Now, Yaml IMO has the best escaping of any language (static or otherwise). However, it is nonetheless escaping, and its edgecases are very sharp, requiring in-depth knowledge of the yaml specification to handle them elegantly. If someone is unsure about textmate (basically everyone), is unsure about oniguruma regex, and isn't an expert on yaml, they will likely have no idea which of those things are the cause of their problem. They'll basically have to become an expert on each, or do an absurd amount of trial-and-error to figure out how to solve it.

Ruby is uniquely fitted to solve this because 1. Oniguruma/Textmate regex is based on Ruby regex, so googling ruby regex will actually answer the question at hand and has lots of results (which include examples showing regex escaping in ruby). 2. Ruby has a proper regex literal, so there is only ever a single level of escaping and there are no sharp edgecases like leading spaces or double curly braces.



the ruby format can be more succinct than any of the static format methods.

Compared to YAML yes; more than Iro no.

We can always just add another method to the ruby library to make it more succinct. In Iro you're left with what iro provides you, but with any full language, the world is your oyster because you can extend it. No matter what iro can do, you can write a helper that makes it where the grammar definiton is smaller than what it would be in iro.



nothing short of a really clever transpiler could resolve limitations like tokenizing func arg identically as func\narg

Its my understanding that no transpiler can resolve the \n problem. Ex: int main\n = 10; vs int main\n(){ return 10}; there's no way to tag main as a variable in the first case and a function in the second case using a pure textmate parser.

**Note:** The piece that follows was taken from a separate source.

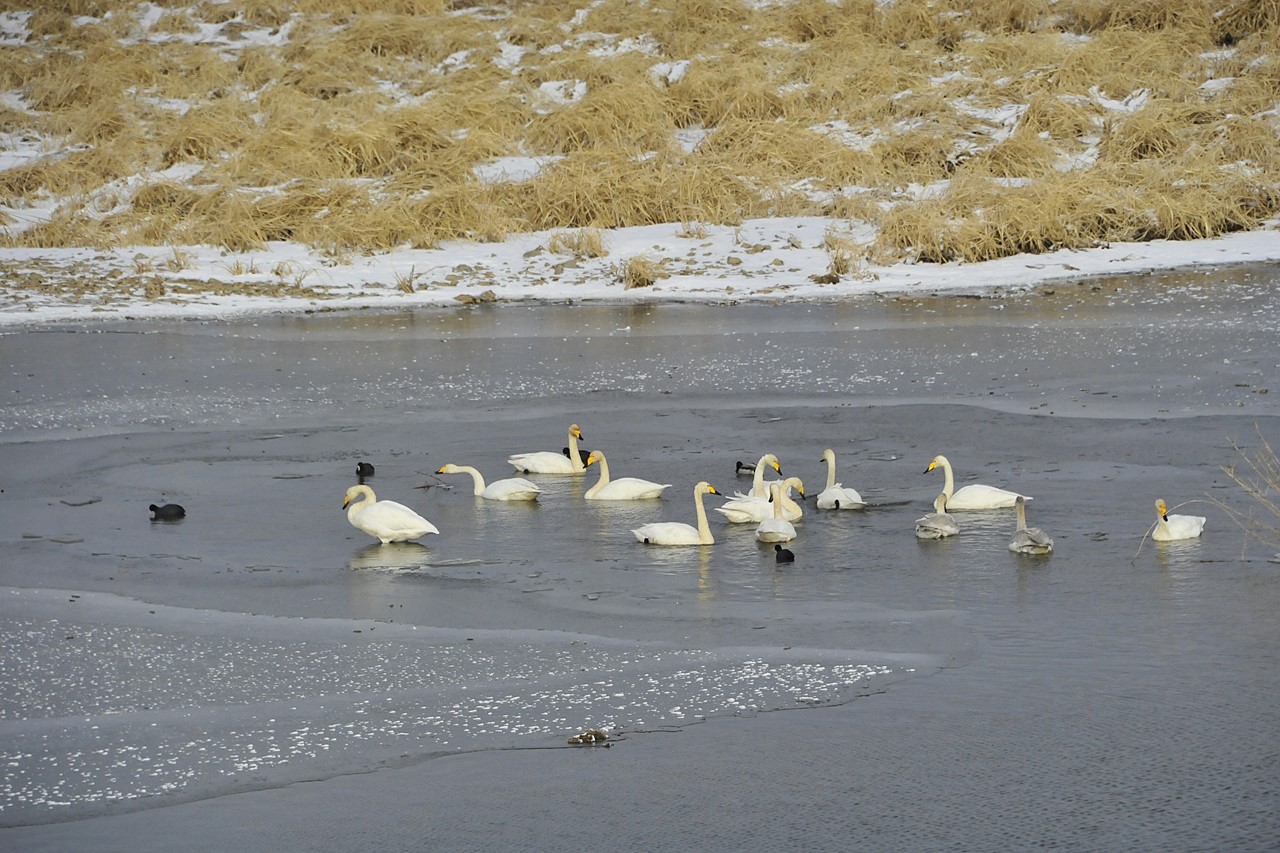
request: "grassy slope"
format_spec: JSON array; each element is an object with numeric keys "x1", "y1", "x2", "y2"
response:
[{"x1": 0, "y1": 0, "x2": 1277, "y2": 280}]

it clearly isn't the hard part writing TextMate grammars

Maybe there's some other evidence you have. The evidence I have is that I'm a TA at a university and advisor for a large programming team in a club. For all my students that are interested in making grammars, the regex is very much the hard part. They regularly, and almost entirely, struggle with regex, especially reading/understanding existing regex.